Paracetamol e Ibuprofeno

OPINIÓN GP | RAÚL ZAMBRANO @RauLiLloZQ | DESDE PREFERENCIA

La madrugada del miércoles me despertó una repentina fiebre, más de 39 grados corpóreos y mi santa además paciente esposa (qué gran enfermera y qué mal enfermo) llevándome en volandas a Urgencias. Tras unas pruebas y descartar alguna cosa mayor, las indicaciones eran claras, paracetamol, ibuprofeno y reposo en casa.

Pues algo parecido le pasó al Granada el viernes. La receta era clara, paracetamol e ibuprofeno en la adversidad de las últimas jornadas, con esa fiebre de malos resultados. Quién llevaría en volandas al equipo, serían los más de 300 valientes que ocupaban la zona de grada visitante, tiñendo de rojiblanco el estadio El Arcángel.

El paracetamol se suele usar para paliar los dolores y la temperatura. Al Granada le hacía falta tras el gol inicial y tempranero de Andrés, cuando prácticamente ni había dado tiempo a asentarse en el campo. Un gol que hacía subir la fiebre y que podía provocar una ansiedad que no iba ser buena. El XI de Diego Martinez, añadía a Ojeda en detrimento de Pozo en la titularidad, con Adri en el lateral izquierdo y arriba Rodri. Aunque el auténtico paracetamol del Granada sería Álvaro Vadillo. En una de sus cabalgadas llegó a línea de fondo y su pase atrás fue desviado al fondo de las mallas por el defensa cordobesista, Loureiro.

A partir de ahí, toda vez que se consiguió cortar esa ansiedad y tensión, el Granada fue cada vez más dueño y señor del 105 x 70 metros del estadio de El Arcángel. El cuadro rojiblanco horizontal se puso serio, colocándose el mono de trabajo para percutir e insistir al cuadro verdiblanco. Un Víctor Díaz como estilete por su banda derecha emergiendo como un extremo más.

El partido pedía más y es ahí donde aparece el ibuprofeno. El Granada tenía que romper con ese dolor, que podría ser el ver avanzar los minutos y no lograr adelantarse. Prácticamente, sin tiempo para que los jugadores de Curro Torres pudieran reaccionar, el cordobés Fede Vico anota el 1-2, adelantando al Granada y pidiendo disculpas por ser el verdugo de su ‘equipo’.
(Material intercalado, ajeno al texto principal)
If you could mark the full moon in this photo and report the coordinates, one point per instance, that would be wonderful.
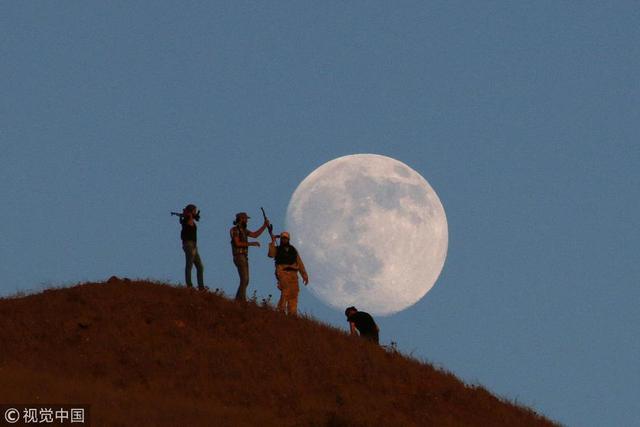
(371, 232)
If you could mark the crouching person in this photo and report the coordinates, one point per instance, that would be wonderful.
(288, 265)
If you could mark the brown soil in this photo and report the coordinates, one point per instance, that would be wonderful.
(143, 353)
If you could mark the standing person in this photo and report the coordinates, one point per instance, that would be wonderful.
(240, 249)
(363, 323)
(288, 264)
(189, 235)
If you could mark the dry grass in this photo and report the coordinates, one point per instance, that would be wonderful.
(143, 353)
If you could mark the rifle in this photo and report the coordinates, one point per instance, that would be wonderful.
(270, 227)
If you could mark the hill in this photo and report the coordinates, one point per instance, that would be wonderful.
(143, 353)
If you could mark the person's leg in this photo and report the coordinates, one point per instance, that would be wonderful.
(199, 269)
(242, 264)
(293, 297)
(189, 250)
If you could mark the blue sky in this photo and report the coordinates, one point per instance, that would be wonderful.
(523, 116)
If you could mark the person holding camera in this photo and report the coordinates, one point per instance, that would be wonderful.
(240, 249)
(189, 235)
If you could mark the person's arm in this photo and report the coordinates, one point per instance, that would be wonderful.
(258, 232)
(272, 249)
(302, 270)
(240, 244)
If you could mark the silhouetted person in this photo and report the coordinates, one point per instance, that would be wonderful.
(240, 249)
(288, 264)
(189, 236)
(363, 323)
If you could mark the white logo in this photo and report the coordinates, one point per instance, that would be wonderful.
(12, 415)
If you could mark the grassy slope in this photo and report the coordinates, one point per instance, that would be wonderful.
(148, 354)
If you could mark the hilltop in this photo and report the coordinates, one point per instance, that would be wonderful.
(143, 353)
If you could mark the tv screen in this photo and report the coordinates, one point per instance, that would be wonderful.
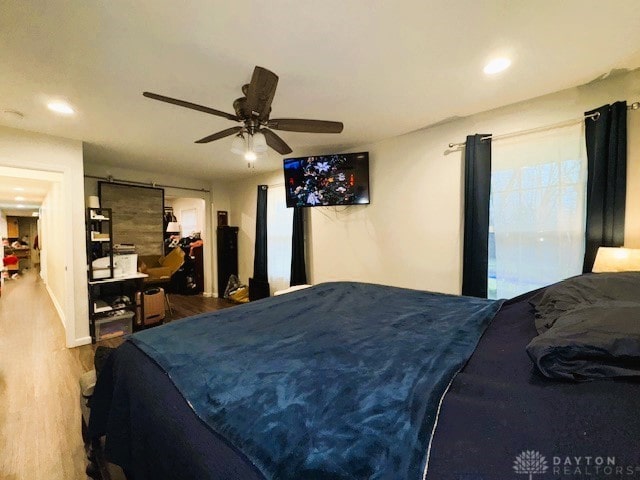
(325, 180)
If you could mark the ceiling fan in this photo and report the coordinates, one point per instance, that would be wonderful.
(253, 110)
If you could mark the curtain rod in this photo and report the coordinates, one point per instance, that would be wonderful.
(110, 179)
(593, 116)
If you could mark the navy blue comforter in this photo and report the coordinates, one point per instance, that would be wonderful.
(341, 380)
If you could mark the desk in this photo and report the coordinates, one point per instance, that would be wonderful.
(106, 319)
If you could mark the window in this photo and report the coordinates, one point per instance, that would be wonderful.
(279, 230)
(537, 210)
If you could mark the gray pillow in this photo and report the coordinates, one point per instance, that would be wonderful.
(581, 291)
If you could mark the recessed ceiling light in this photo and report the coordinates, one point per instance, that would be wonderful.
(13, 114)
(497, 65)
(61, 107)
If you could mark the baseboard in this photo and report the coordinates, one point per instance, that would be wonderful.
(57, 306)
(78, 342)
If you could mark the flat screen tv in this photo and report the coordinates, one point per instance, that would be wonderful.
(326, 180)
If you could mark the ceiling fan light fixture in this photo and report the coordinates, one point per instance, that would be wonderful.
(259, 142)
(238, 146)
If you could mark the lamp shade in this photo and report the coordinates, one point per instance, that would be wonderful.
(613, 259)
(238, 146)
(173, 227)
(93, 202)
(259, 142)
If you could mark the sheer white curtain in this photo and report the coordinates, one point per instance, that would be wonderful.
(537, 210)
(279, 231)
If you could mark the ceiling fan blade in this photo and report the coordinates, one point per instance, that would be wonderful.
(219, 135)
(300, 125)
(261, 91)
(193, 106)
(275, 142)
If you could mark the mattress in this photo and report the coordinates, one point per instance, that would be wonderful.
(499, 411)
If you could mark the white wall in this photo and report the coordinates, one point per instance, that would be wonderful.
(58, 160)
(197, 204)
(411, 233)
(279, 223)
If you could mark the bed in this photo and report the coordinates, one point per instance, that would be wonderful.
(414, 385)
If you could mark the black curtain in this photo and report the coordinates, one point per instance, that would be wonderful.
(477, 187)
(606, 138)
(258, 285)
(298, 268)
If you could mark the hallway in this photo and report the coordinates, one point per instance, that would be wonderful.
(40, 434)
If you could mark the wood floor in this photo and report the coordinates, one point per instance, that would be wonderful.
(40, 435)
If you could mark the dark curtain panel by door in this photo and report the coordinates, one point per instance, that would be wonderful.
(258, 285)
(298, 267)
(477, 188)
(606, 139)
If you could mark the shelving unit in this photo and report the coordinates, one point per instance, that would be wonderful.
(99, 244)
(112, 307)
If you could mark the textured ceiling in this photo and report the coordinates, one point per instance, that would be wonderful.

Se había logrado lo más complejo, dar la vuelta al marcador antes que la ansiedad, que la tensión llevara al traste el partido. En apenas cinco minutos, el 1-0 se transformo en 1-2 y aunque se pasó algún que otro estrés por mor de algunas avanzadas del Córdoba, el Granada supo sobreponerse con la ayuda de la afición desplazada.  Ésta estuvo de 10, animando y obligando a los jugadores a asomarse al campo tras acabar el partido.

La resolución, 3 puntos que son 6, puesto que el partido ante el Reus no se juega. La próxima estación será en tierras madrileñas ante el Rayo Majadahonda. Los debutantes en liga profesional ayer dejaron a las claras que es un rival complicado y complejo, más en su coqueto estadio. La tabla está muy apretada y lo único bueno de la semana que viene es que hay duelos directos de los conjuntos que luchan con el Granada.

A falta de un delantero goleador, la plantilla de Diego Martínez concentra su trabajo de realización en la segunda línea, También se necesita la aportación del delantero, así como una mayor sincronía de Ramón Azzez en el centro del campo. Quedan dos semanas para el próximo partido, este parón viene ideal para poder ir a ‘boxes’ y recauchutar los neumáticos, enderezar el alerón y rellenar el combustible para lo que queda.